The intention was that BLOCK works in the historical way. In historical systems, LOAD, LIST, THRU, and in fact everything that accesses blocks in any way used BLOCK and hence changed the block buffer cache. It has always been a usage requirement that you can't depend on holding pointers to previous calls to BLOCK "for long". To the extent that the standard fails to make all that explicit and misses some invalidation cases, it is an omission.
The committee didn't spend much time on BLOCK; it was seen as a "dead horse" and we had much to do on other fronts. So I'm not surprised that we missed some stuff. The new stuff was argued and nit-picked until we were exhausted, but the BLOCK stuff just sorta slid in with the expectation that anybody using it was already so familiar with it that they knew what to expect, and then it would die a gradual death.
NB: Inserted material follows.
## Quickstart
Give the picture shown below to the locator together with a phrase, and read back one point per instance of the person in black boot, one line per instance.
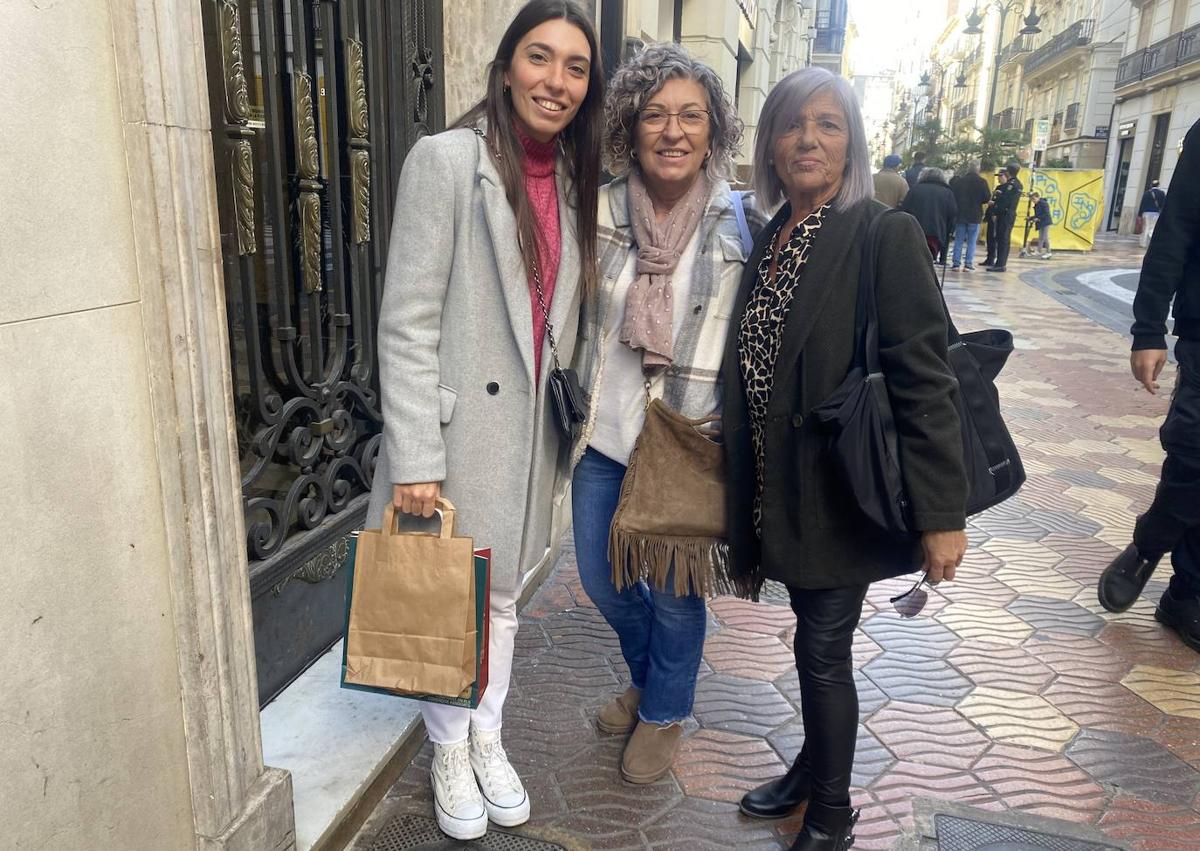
(1171, 523)
(791, 515)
Regarding the number of buffers: I don't recall ever having seen a system with only one block buffer. The need to copy one to another pretty much makes a one-buffer implementation impractical. The standard should make that explicit. Or better yet, get rid of BLOCK entirely, which was my preference during the initial deliberations. The "lifetime of a block pointer" issue is just too problematic for modern systems. (That said, I did actually use BLOCK as a factor inside some of my filesystem implementations - but it was a private implementation that was used only inside the filesystem, so the characteristics and usage patterns were controlled.)